Bu kitap Ayfer Tunç'un okuduğum ilk kitabıydı. Yazarı, kalemini hiç tanımıyordum bu sebeple zorlanacağımı düşünmüştüm açıkcası.
Bir de üzerine ilk birkaç sayfada 10'dan fazla karakterle tanışınca bunların hepsini aklımda nasıl tutacağım diye endişelendim. Sonra bir baktım, yaklaşık 100 sayfa okumuşum, ilk sayfalarda tanıştığım 10 kişi 2'ye 3'e katlanmış ama akıp gitmiş kitap.
Kitabın konusunu anlatmak kolay degil. Bir olay örgüsü düşünün, karmakarışık ama oldukça basit.

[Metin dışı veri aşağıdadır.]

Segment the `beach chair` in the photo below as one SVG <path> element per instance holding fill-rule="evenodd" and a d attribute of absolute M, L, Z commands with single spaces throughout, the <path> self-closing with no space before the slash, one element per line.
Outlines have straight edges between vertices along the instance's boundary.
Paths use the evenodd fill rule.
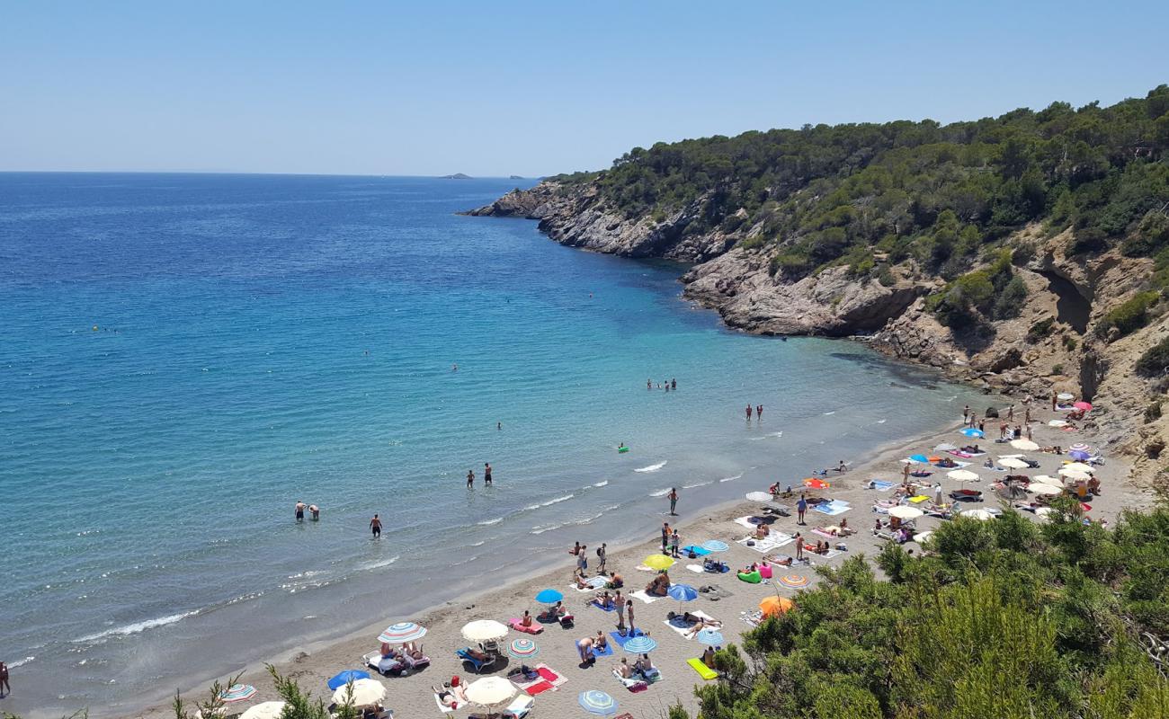
<path fill-rule="evenodd" d="M 458 651 L 455 652 L 455 656 L 457 656 L 458 658 L 463 659 L 464 662 L 469 663 L 472 668 L 475 668 L 476 673 L 482 673 L 484 668 L 491 666 L 492 664 L 496 663 L 496 659 L 499 658 L 498 655 L 487 654 L 486 659 L 477 659 L 471 654 L 470 649 L 459 649 Z"/>
<path fill-rule="evenodd" d="M 532 707 L 535 706 L 535 699 L 532 697 L 520 694 L 516 697 L 516 700 L 507 705 L 504 710 L 504 719 L 524 719 L 530 713 L 532 713 Z"/>

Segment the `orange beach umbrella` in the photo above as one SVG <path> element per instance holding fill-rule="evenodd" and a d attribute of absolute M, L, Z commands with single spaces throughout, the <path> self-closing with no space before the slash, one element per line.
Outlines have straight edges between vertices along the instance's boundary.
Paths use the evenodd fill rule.
<path fill-rule="evenodd" d="M 786 596 L 765 596 L 759 602 L 759 609 L 763 616 L 779 616 L 789 609 L 795 609 L 796 603 Z"/>

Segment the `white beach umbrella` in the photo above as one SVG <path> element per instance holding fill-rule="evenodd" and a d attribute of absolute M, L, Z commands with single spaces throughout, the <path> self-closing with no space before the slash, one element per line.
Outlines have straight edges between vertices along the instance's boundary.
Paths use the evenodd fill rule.
<path fill-rule="evenodd" d="M 1026 489 L 1032 495 L 1043 495 L 1046 497 L 1054 497 L 1056 495 L 1064 493 L 1064 488 L 1056 486 L 1054 484 L 1043 484 L 1042 482 L 1032 482 Z"/>
<path fill-rule="evenodd" d="M 898 519 L 916 519 L 922 514 L 925 514 L 925 512 L 915 506 L 905 506 L 900 504 L 888 510 L 888 516 L 897 517 Z"/>
<path fill-rule="evenodd" d="M 970 519 L 977 519 L 978 521 L 987 521 L 994 519 L 995 516 L 987 510 L 964 510 L 962 517 L 968 517 Z"/>
<path fill-rule="evenodd" d="M 381 704 L 386 698 L 386 687 L 376 679 L 358 679 L 353 683 L 353 698 L 350 699 L 350 685 L 339 686 L 333 692 L 333 704 L 351 706 L 369 706 Z"/>
<path fill-rule="evenodd" d="M 503 677 L 483 677 L 468 684 L 463 696 L 490 714 L 492 708 L 514 697 L 516 691 L 516 685 Z"/>
<path fill-rule="evenodd" d="M 249 706 L 240 714 L 240 719 L 281 719 L 283 712 L 283 701 L 261 701 L 255 706 Z"/>
<path fill-rule="evenodd" d="M 463 625 L 463 638 L 468 642 L 496 642 L 507 636 L 507 627 L 494 620 L 476 620 Z"/>

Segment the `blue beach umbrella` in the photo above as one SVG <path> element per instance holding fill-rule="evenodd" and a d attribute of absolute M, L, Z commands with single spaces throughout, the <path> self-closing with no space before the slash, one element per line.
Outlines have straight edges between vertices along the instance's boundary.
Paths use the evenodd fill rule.
<path fill-rule="evenodd" d="M 555 589 L 545 589 L 544 592 L 535 595 L 535 601 L 541 604 L 555 604 L 556 602 L 565 599 L 565 595 L 556 592 Z"/>
<path fill-rule="evenodd" d="M 625 642 L 623 649 L 629 654 L 649 654 L 657 649 L 657 642 L 645 635 L 642 635 Z"/>
<path fill-rule="evenodd" d="M 357 682 L 358 679 L 368 679 L 368 678 L 369 678 L 369 672 L 367 671 L 361 671 L 358 669 L 346 669 L 345 671 L 343 671 L 341 673 L 337 675 L 336 677 L 328 680 L 328 689 L 337 691 L 340 687 L 348 684 L 350 682 Z"/>
<path fill-rule="evenodd" d="M 596 689 L 581 692 L 579 701 L 584 711 L 590 714 L 601 714 L 603 717 L 617 713 L 617 700 Z"/>

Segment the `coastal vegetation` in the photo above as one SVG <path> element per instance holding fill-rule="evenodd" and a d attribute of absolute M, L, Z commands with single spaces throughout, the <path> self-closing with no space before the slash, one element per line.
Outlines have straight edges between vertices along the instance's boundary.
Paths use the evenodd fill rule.
<path fill-rule="evenodd" d="M 1169 717 L 1169 510 L 1105 528 L 1057 506 L 945 523 L 925 554 L 891 544 L 887 579 L 862 556 L 819 568 L 796 610 L 717 654 L 698 717 Z"/>
<path fill-rule="evenodd" d="M 588 185 L 625 217 L 685 214 L 683 240 L 722 233 L 784 282 L 835 265 L 886 286 L 936 277 L 931 307 L 950 326 L 1017 312 L 1026 288 L 1011 263 L 1040 238 L 1061 236 L 1072 258 L 1155 258 L 1149 286 L 1169 291 L 1169 85 L 1111 106 L 1057 102 L 946 125 L 658 143 L 555 180 L 563 192 Z M 1029 227 L 1038 234 L 1021 238 Z"/>

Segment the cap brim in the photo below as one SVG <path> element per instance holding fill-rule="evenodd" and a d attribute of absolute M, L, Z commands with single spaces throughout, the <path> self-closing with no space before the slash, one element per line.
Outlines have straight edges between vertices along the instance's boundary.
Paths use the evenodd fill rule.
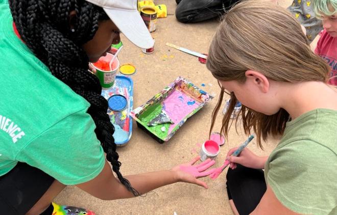
<path fill-rule="evenodd" d="M 142 49 L 150 49 L 154 41 L 138 11 L 104 8 L 104 11 L 125 36 Z"/>

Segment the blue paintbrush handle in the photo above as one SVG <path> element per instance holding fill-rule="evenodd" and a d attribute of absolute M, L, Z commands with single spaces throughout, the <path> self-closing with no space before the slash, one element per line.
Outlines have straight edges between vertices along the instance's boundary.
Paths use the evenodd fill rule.
<path fill-rule="evenodd" d="M 250 136 L 248 139 L 246 141 L 245 141 L 245 142 L 242 144 L 241 145 L 239 146 L 238 148 L 236 149 L 236 151 L 233 153 L 233 154 L 232 154 L 232 156 L 237 156 L 238 154 L 240 154 L 241 151 L 244 150 L 244 148 L 245 148 L 245 147 L 247 146 L 247 145 L 248 145 L 248 143 L 249 143 L 249 142 L 251 141 L 253 138 L 254 138 L 254 135 L 252 135 Z"/>

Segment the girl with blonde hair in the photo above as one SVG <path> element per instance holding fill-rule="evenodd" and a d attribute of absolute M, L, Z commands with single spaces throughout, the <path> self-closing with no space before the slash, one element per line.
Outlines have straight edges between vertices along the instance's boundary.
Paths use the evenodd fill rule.
<path fill-rule="evenodd" d="M 328 66 L 311 51 L 296 19 L 266 2 L 238 4 L 224 16 L 207 67 L 221 87 L 211 130 L 227 93 L 226 136 L 238 100 L 236 126 L 255 133 L 259 146 L 281 136 L 268 157 L 229 151 L 227 188 L 234 213 L 336 214 L 337 93 L 326 83 Z"/>

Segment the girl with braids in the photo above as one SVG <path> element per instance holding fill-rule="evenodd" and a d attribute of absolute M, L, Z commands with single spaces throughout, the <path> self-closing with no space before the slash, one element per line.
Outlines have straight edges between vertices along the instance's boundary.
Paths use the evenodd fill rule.
<path fill-rule="evenodd" d="M 104 200 L 179 181 L 207 187 L 179 166 L 125 177 L 119 171 L 107 102 L 88 65 L 119 42 L 119 31 L 140 48 L 153 46 L 136 5 L 0 0 L 0 208 L 6 214 L 74 214 L 51 204 L 66 185 Z M 211 163 L 205 164 L 202 170 Z M 210 173 L 200 171 L 198 177 Z"/>
<path fill-rule="evenodd" d="M 225 15 L 206 63 L 221 93 L 230 97 L 222 130 L 236 120 L 247 134 L 281 139 L 269 157 L 248 148 L 230 155 L 227 174 L 235 214 L 337 214 L 337 92 L 327 84 L 328 65 L 311 51 L 296 19 L 264 1 L 243 2 Z M 241 123 L 240 123 L 241 124 Z M 261 169 L 264 169 L 264 172 Z"/>

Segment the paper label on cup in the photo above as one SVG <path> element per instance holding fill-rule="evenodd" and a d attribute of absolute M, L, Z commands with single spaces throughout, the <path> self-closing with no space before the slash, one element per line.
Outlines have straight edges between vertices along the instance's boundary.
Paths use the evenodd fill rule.
<path fill-rule="evenodd" d="M 111 83 L 115 80 L 115 72 L 108 72 L 104 73 L 104 83 Z"/>

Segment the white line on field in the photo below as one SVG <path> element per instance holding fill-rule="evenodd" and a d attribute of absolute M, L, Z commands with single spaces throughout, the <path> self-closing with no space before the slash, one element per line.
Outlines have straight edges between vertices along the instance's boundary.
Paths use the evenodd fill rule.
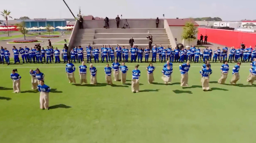
<path fill-rule="evenodd" d="M 96 66 L 96 68 L 98 67 L 98 68 L 104 68 L 106 67 L 105 66 Z M 128 66 L 127 67 L 134 67 L 134 66 Z M 145 67 L 145 66 L 139 66 L 140 67 L 142 67 L 142 68 L 146 68 L 148 67 Z M 155 67 L 156 68 L 162 68 L 163 66 L 161 66 L 161 67 Z M 173 67 L 174 68 L 178 68 L 179 67 L 179 66 L 173 66 Z M 199 68 L 199 67 L 201 67 L 202 66 L 193 66 L 193 67 L 191 67 L 191 68 L 193 67 L 196 67 L 196 68 Z M 215 66 L 215 67 L 211 67 L 211 68 L 220 68 L 221 66 Z M 251 67 L 250 66 L 240 66 L 241 67 Z M 19 68 L 65 68 L 65 67 L 63 66 L 63 67 L 0 67 L 0 69 L 1 68 L 17 68 L 18 69 Z"/>

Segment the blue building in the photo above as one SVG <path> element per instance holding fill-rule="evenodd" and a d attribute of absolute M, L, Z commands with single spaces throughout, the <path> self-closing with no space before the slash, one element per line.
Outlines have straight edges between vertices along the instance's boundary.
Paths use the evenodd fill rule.
<path fill-rule="evenodd" d="M 25 22 L 25 27 L 27 28 L 45 27 L 48 24 L 54 28 L 58 26 L 64 27 L 67 26 L 67 21 L 64 19 L 46 19 L 46 18 L 35 18 L 33 20 L 17 20 L 17 21 Z"/>

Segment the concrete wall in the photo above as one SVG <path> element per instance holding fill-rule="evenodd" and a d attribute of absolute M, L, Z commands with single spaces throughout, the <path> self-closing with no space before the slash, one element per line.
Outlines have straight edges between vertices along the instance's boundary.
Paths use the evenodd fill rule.
<path fill-rule="evenodd" d="M 131 28 L 155 28 L 155 19 L 129 19 L 127 20 L 128 23 Z M 120 20 L 119 27 L 123 26 L 125 20 Z M 109 28 L 116 28 L 117 24 L 114 20 L 110 19 Z M 84 20 L 83 25 L 84 28 L 103 28 L 105 22 L 103 20 Z M 126 28 L 128 28 L 127 27 Z M 159 28 L 163 28 L 163 20 L 159 20 Z"/>
<path fill-rule="evenodd" d="M 182 43 L 183 40 L 181 38 L 181 35 L 183 32 L 183 26 L 169 26 L 171 31 L 172 31 L 173 38 L 177 39 L 177 43 Z M 196 37 L 197 36 L 197 35 L 195 35 Z M 196 44 L 197 40 L 195 39 L 193 40 L 192 41 L 189 42 L 189 45 L 191 45 L 193 44 Z M 184 40 L 183 45 L 184 46 L 189 46 L 188 41 Z M 175 46 L 176 47 L 176 46 Z"/>
<path fill-rule="evenodd" d="M 176 47 L 176 43 L 175 40 L 175 38 L 173 37 L 173 35 L 171 31 L 169 25 L 166 20 L 165 20 L 164 22 L 164 27 L 165 29 L 167 35 L 168 36 L 168 38 L 170 40 L 170 43 L 171 44 L 170 45 L 170 47 L 171 46 L 172 47 L 175 48 Z"/>
<path fill-rule="evenodd" d="M 73 47 L 74 44 L 75 42 L 75 40 L 77 38 L 77 35 L 78 35 L 77 34 L 79 31 L 79 23 L 77 21 L 75 22 L 74 28 L 72 31 L 72 33 L 70 35 L 70 37 L 69 38 L 69 51 L 70 51 L 70 49 Z"/>

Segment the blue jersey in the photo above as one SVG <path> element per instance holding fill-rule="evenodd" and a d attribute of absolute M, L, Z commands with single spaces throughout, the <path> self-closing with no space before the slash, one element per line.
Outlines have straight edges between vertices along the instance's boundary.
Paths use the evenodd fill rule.
<path fill-rule="evenodd" d="M 167 50 L 166 49 L 163 49 L 162 50 L 162 55 L 165 55 L 167 54 Z"/>
<path fill-rule="evenodd" d="M 157 48 L 156 47 L 155 48 L 152 49 L 152 54 L 156 54 L 157 53 Z"/>
<path fill-rule="evenodd" d="M 24 50 L 25 51 L 25 53 L 26 53 L 26 54 L 29 54 L 29 48 L 25 48 L 25 49 L 24 49 Z"/>
<path fill-rule="evenodd" d="M 44 85 L 42 86 L 39 85 L 37 86 L 37 88 L 39 92 L 49 92 L 51 91 L 51 88 L 46 85 Z"/>
<path fill-rule="evenodd" d="M 152 67 L 149 66 L 147 67 L 147 70 L 148 71 L 148 73 L 149 74 L 153 73 L 155 69 L 156 68 L 153 66 Z"/>
<path fill-rule="evenodd" d="M 112 64 L 112 68 L 115 71 L 117 71 L 119 69 L 119 67 L 120 66 L 120 64 L 118 62 L 117 63 L 114 63 Z"/>
<path fill-rule="evenodd" d="M 86 73 L 87 67 L 86 65 L 81 65 L 79 66 L 79 72 L 81 73 Z"/>
<path fill-rule="evenodd" d="M 196 52 L 196 47 L 192 47 L 190 48 L 190 50 L 191 51 L 191 54 L 194 54 Z"/>
<path fill-rule="evenodd" d="M 190 68 L 190 65 L 187 65 L 187 64 L 185 63 L 180 65 L 180 70 L 181 70 L 181 74 L 186 73 L 188 72 L 189 69 Z"/>
<path fill-rule="evenodd" d="M 121 66 L 119 68 L 119 70 L 123 73 L 125 73 L 128 71 L 128 67 L 126 66 Z"/>
<path fill-rule="evenodd" d="M 256 75 L 256 67 L 253 67 L 250 69 L 250 72 L 254 75 Z"/>
<path fill-rule="evenodd" d="M 35 77 L 38 80 L 43 80 L 44 78 L 44 74 L 42 72 L 35 74 Z"/>
<path fill-rule="evenodd" d="M 21 55 L 24 55 L 25 54 L 25 50 L 23 48 L 20 48 L 19 50 L 19 52 Z"/>
<path fill-rule="evenodd" d="M 6 50 L 4 51 L 5 53 L 5 56 L 10 56 L 10 52 L 9 51 Z"/>
<path fill-rule="evenodd" d="M 55 56 L 59 56 L 59 50 L 58 50 L 54 51 L 54 55 Z"/>
<path fill-rule="evenodd" d="M 112 72 L 112 68 L 110 67 L 105 67 L 104 68 L 104 71 L 105 71 L 105 73 L 107 75 L 110 76 L 111 75 L 111 72 Z"/>
<path fill-rule="evenodd" d="M 227 64 L 223 64 L 221 67 L 221 70 L 222 70 L 222 72 L 224 73 L 227 73 L 229 70 L 229 66 Z"/>
<path fill-rule="evenodd" d="M 45 51 L 46 52 L 46 56 L 51 56 L 51 50 L 50 49 L 46 50 Z"/>
<path fill-rule="evenodd" d="M 33 72 L 30 72 L 29 73 L 32 76 L 33 76 L 33 77 L 35 77 L 36 74 L 36 72 L 35 71 L 33 71 Z"/>
<path fill-rule="evenodd" d="M 165 76 L 169 77 L 172 73 L 172 69 L 170 69 L 170 70 L 168 70 L 166 68 L 164 68 L 162 70 L 162 72 L 163 73 Z"/>
<path fill-rule="evenodd" d="M 140 71 L 139 70 L 134 70 L 132 72 L 133 79 L 139 79 L 139 77 L 140 76 Z"/>
<path fill-rule="evenodd" d="M 211 69 L 207 70 L 206 68 L 205 68 L 201 70 L 200 72 L 202 74 L 202 76 L 208 77 L 212 73 L 212 71 Z"/>
<path fill-rule="evenodd" d="M 211 64 L 209 64 L 209 66 L 210 66 L 210 68 L 211 68 Z M 202 69 L 205 69 L 206 68 L 206 64 L 204 64 L 202 66 Z"/>
<path fill-rule="evenodd" d="M 12 51 L 13 52 L 13 55 L 19 55 L 19 51 L 17 49 L 13 50 Z"/>
<path fill-rule="evenodd" d="M 238 65 L 236 65 L 234 67 L 234 68 L 233 68 L 232 74 L 238 73 L 240 69 L 240 66 L 238 66 Z"/>
<path fill-rule="evenodd" d="M 95 76 L 96 75 L 96 72 L 97 72 L 97 69 L 96 68 L 94 67 L 93 67 L 92 68 L 90 67 L 89 69 L 90 72 L 91 72 L 91 74 L 93 76 Z"/>
<path fill-rule="evenodd" d="M 75 65 L 72 63 L 67 64 L 66 65 L 66 72 L 71 73 L 74 72 L 75 71 Z"/>
<path fill-rule="evenodd" d="M 11 74 L 11 78 L 12 80 L 16 80 L 21 78 L 21 77 L 17 73 L 15 73 L 14 74 Z"/>

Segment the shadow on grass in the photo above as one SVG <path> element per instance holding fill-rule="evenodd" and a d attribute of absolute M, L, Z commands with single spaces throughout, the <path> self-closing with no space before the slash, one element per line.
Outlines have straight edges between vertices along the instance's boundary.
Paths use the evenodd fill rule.
<path fill-rule="evenodd" d="M 199 88 L 199 87 L 202 88 L 202 86 L 195 86 L 195 85 L 194 85 L 194 86 L 191 86 L 191 87 L 182 87 L 182 89 L 194 88 Z"/>
<path fill-rule="evenodd" d="M 11 99 L 11 98 L 10 97 L 2 97 L 0 96 L 0 100 L 10 100 Z"/>
<path fill-rule="evenodd" d="M 95 85 L 91 85 L 90 84 L 86 84 L 84 85 L 80 85 L 80 84 L 74 84 L 73 85 L 78 87 L 98 87 L 105 86 L 107 85 L 107 84 L 105 83 L 98 83 Z"/>
<path fill-rule="evenodd" d="M 142 90 L 140 90 L 140 92 L 151 92 L 151 91 L 158 91 L 159 89 L 145 89 Z"/>
<path fill-rule="evenodd" d="M 4 87 L 0 87 L 0 90 L 12 90 L 12 88 L 6 88 Z"/>
<path fill-rule="evenodd" d="M 67 106 L 64 104 L 58 104 L 58 105 L 55 105 L 53 106 L 50 106 L 49 107 L 49 108 L 50 109 L 57 109 L 58 108 L 69 108 L 71 107 L 69 106 Z"/>
<path fill-rule="evenodd" d="M 183 91 L 180 90 L 172 90 L 176 94 L 180 93 L 188 93 L 192 94 L 192 92 L 191 91 Z"/>

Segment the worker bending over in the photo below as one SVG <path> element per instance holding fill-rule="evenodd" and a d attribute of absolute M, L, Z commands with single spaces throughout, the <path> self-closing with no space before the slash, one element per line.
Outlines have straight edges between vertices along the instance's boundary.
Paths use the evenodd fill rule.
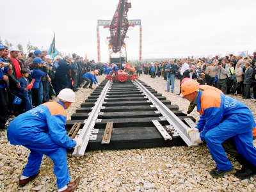
<path fill-rule="evenodd" d="M 68 183 L 66 148 L 76 148 L 83 144 L 81 138 L 72 140 L 65 129 L 67 113 L 65 109 L 75 102 L 75 93 L 63 89 L 58 95 L 60 100 L 48 102 L 16 117 L 10 124 L 7 137 L 12 145 L 22 145 L 30 150 L 28 164 L 19 180 L 22 186 L 36 178 L 40 173 L 43 154 L 54 163 L 58 191 L 73 191 L 80 180 Z"/>
<path fill-rule="evenodd" d="M 96 75 L 97 75 L 98 74 L 99 74 L 99 70 L 97 69 L 94 71 L 88 72 L 84 74 L 83 76 L 83 78 L 84 79 L 84 81 L 86 81 L 86 83 L 84 84 L 83 88 L 87 88 L 87 86 L 90 83 L 89 88 L 90 89 L 93 89 L 92 88 L 93 83 L 94 83 L 94 84 L 96 84 L 97 86 L 99 86 L 98 80 L 97 80 L 96 78 Z"/>
<path fill-rule="evenodd" d="M 180 96 L 196 104 L 201 113 L 196 128 L 188 130 L 192 144 L 197 145 L 205 140 L 217 164 L 210 174 L 222 177 L 235 172 L 221 145 L 232 138 L 235 148 L 251 165 L 251 173 L 242 168 L 235 175 L 241 179 L 252 177 L 256 169 L 256 148 L 252 141 L 252 131 L 256 124 L 253 114 L 244 104 L 234 99 L 216 91 L 202 92 L 199 88 L 197 81 L 192 79 L 181 85 Z"/>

Ana karakteri de yok kitabın, adı geçen herkes ana karakter. Bu karakterlerinin tek bir eylemi kitaptaki herkesi etkiliyor, aynı gerçek hayat gibi.
Deliler evini anlatan bir kitap asıl delilerin hastanedekiler değil dışarıda yaşayanlar olduğunu öyle güzel gösteriyor ki.
Beğeneceğimi hiç tahmin etmediğim ama tabiri caizse içinde kaybolduğum, sürüklendiğim, nefesimi tuttuğum, bunca insan nasıl da birbirinin hayatını böylesine etkiliyor diye merak ettiğim bir romandı.
Ayfer Tunç böyle bir olay örgüsünü hiçbir boşluk bırakmadan, okuyucuyu sıkmadan nasıl yaratmış gerçekten hayret ettim, saygı duydum kendisine.
Okunmayı bekleyen bir dolu kitabım olmasına rağmen Ayfer Tunç'un diğer kitaplarına da zaman yaratmayı istiyorum. Sizlere de tavsiye ediyorum sevgili okurlar.